New Corporate Governance Documents definition

New Corporate Governance Documents means the certificate of incorporation, certificate of formation, bylaws, limited liability company agreements, shareholder agreement (if any), operating agreement or other similar organizational or formation documents, as applicable, of the Reorganized Debtors, each of which shall be acceptable to the Debtors, the Requisite Consenting Creditors, and the Equity Committee (subject to the parties’ rights and obligations under the RSA).
New Corporate Governance Documents means such certificates or articles of incorporation, bylaws, or such other applicable formation documents of some or all of the Reorganized Debtors, which form shall be consistent with the terms of the Plan and shall be included in the Plan Supplement.
New Corporate Governance Documents means, as applicable, (a) the New Certificates of Incorporation, (b) the New By-Laws, and (c) the New Stockholders Agreement.

Examples of New Corporate Governance Documents in a sentence

  • Each such director and officer shall serve from and after the Effective Date pursuant to the terms of the applicable New Corporate Governance Documents, OpCo Organizational Documents, New Property Entity Organizational Documents, and other constituent documents of the Reorganized Debtors and the New Property Entities.

  • After the Effective Date, the Reorganized Debtors and the New Property Entities may amend and restate their respective New Corporate Governance Documents, OpCo Organizational Documents, or New Property Entity Organizational Documents, as applicable, as permitted by such documents and the laws of their respective states, provinces, or countries of incorporation or organization.

  • Pursuant to section 1123(a)(6) of the Bankruptcy Code, the New Corporate Governance Documents will prohibit the issuance of non-voting equity securities.

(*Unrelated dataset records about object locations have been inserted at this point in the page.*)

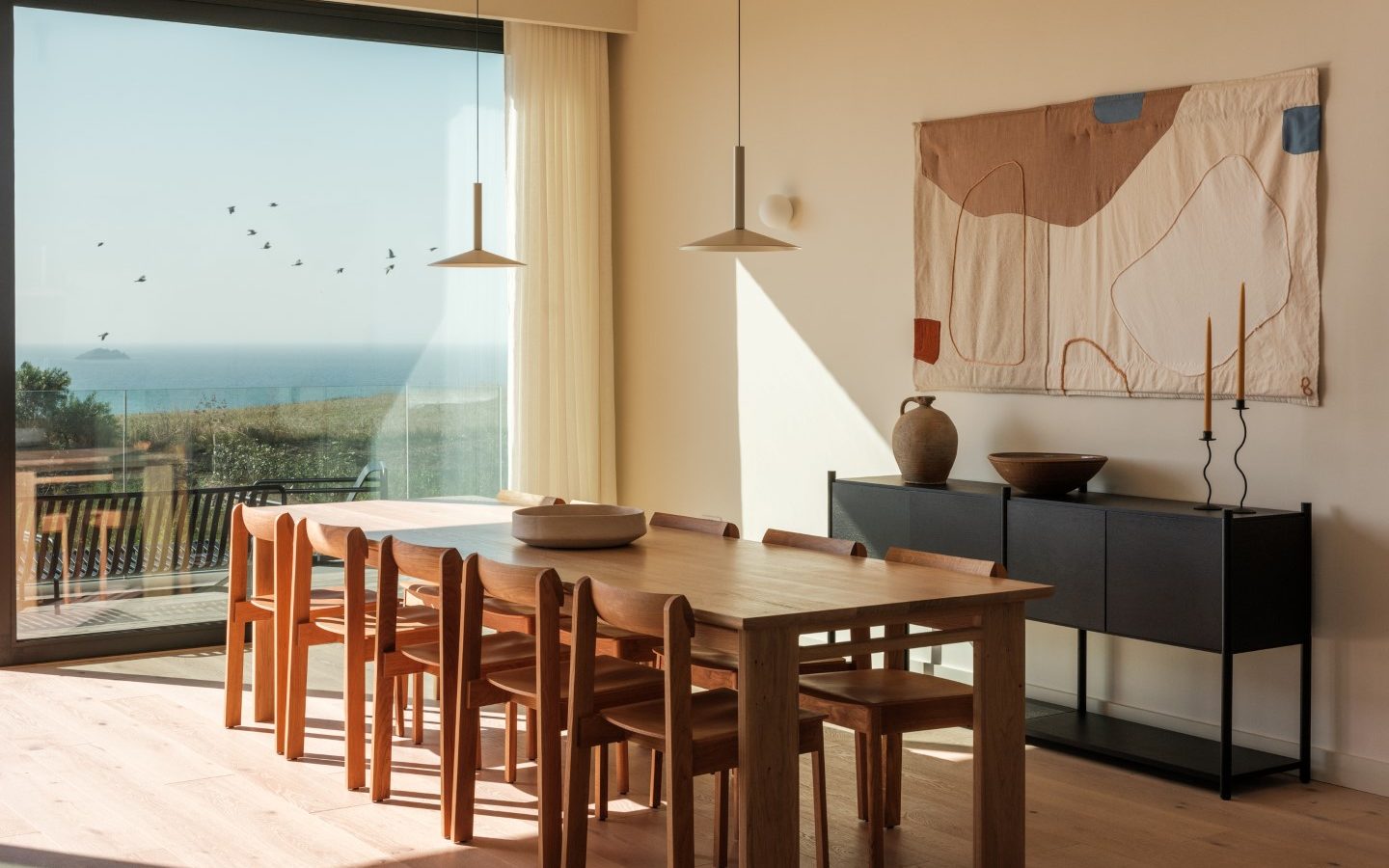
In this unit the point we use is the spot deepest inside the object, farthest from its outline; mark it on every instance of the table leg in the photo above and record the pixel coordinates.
(999, 731)
(769, 786)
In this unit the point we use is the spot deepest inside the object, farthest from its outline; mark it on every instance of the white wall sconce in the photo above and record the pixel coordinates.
(776, 211)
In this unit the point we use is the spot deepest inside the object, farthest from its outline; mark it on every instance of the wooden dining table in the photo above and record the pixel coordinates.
(757, 602)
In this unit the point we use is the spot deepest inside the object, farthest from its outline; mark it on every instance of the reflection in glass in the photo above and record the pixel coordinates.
(223, 297)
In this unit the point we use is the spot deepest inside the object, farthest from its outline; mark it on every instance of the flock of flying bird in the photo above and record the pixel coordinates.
(391, 253)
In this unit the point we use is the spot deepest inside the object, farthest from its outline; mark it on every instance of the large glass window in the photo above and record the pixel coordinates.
(223, 296)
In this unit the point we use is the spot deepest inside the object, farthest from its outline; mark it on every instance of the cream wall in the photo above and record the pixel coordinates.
(742, 381)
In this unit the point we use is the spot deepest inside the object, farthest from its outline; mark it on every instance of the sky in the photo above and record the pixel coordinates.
(139, 135)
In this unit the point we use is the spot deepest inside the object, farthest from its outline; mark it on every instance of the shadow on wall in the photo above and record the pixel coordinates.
(795, 421)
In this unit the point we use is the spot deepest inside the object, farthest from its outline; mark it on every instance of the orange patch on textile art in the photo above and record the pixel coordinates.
(927, 346)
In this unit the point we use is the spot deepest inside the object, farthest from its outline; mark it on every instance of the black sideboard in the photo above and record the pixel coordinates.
(1135, 567)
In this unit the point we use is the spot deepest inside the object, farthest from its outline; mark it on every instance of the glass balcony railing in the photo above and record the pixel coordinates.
(123, 498)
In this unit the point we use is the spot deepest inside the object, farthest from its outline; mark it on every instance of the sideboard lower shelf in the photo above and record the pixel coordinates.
(1149, 747)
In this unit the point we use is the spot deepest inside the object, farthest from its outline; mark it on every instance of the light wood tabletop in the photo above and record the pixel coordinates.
(757, 602)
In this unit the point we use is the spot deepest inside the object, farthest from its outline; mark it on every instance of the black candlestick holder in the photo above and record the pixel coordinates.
(1243, 436)
(1206, 507)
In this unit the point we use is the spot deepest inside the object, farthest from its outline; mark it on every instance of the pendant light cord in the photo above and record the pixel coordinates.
(477, 89)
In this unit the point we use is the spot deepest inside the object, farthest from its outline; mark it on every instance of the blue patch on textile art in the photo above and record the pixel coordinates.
(1118, 107)
(1302, 129)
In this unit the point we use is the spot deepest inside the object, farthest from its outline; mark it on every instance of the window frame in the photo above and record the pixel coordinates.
(296, 17)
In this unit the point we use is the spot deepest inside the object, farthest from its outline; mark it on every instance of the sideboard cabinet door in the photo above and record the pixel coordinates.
(1164, 578)
(1063, 546)
(957, 524)
(875, 515)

  • The New Corporate Governance Documents, the OpCo Organizational Documents, and the New Property Entity Organizational Documents will prohibit the issuance of non-voting equity securities to the extent required by section 1123(a)(6) of the Bankruptcy Code.

  • The New Corporate Governance Documents shall be substantially in the form contained in the Plan Supplement.


More Definitions of New Corporate Governance Documents

New Corporate Governance Documents means the form of certificate or articles of incorporation, bylaws, limited liability company agreement, partnership agreement, or such other applicable formation documents (if any) of Reorganized Ascena, including any certificates of designation, each of which shall be included in the Plan Supplement.
New Corporate Governance Documents means the organizational and governance documents for the Reorganized Debtors and any subsidiaries thereof, including, as applicable, the certificates or articles of incorporation, certificates of formation or certificates of limited partnership, bylaws, limited liability company agreements, or limited partnership agreements, stockholder or shareholder agreements, or other similar organizational documents, as applicable, which shall be in form and substance acceptable to the Required Backstop Parties, the Required Consenting Senior Noteholders, and the Majority Lenders or the Majority Exit RBL Facility Lenders, as applicable, in accordance with Article I.A.64 herein.
New Corporate Governance Documents means (i) the Amended By-Laws,(ii) the Amended Certificate of Incorporation, and (iii) any other applicable material governance and/or organizational documents of the Reorganized Debtors.
New Corporate Governance Documents means the certificate of incorporation, certificate of formation, bylaws, limited liability company agreements, shareholder agreement (if any), operating agreement or other similar organizational or formation documents, as applicable, of the Reorganized Debtors.
New Corporate Governance Documents means, to the extent appropriate or required, an amended and restated certificate of incorporation and bylaws of each of the Reorganized Debtors or, if such entity is not a corporation, analogous organizational documents, which shall be included in the Plan Supplement, and shall be in form and substance acceptable to the Required Consenting Lenders and reasonably acceptable to the Debtors.
New Corporate Governance Documents means, as applicable, (a) the New Certificates of Incorporation, (b) the New Bylaws, and (c) the New Shareholders Agreement, in each case to be filed as part of the Plan Supplement and subject to the Plan Sponsor Agreement.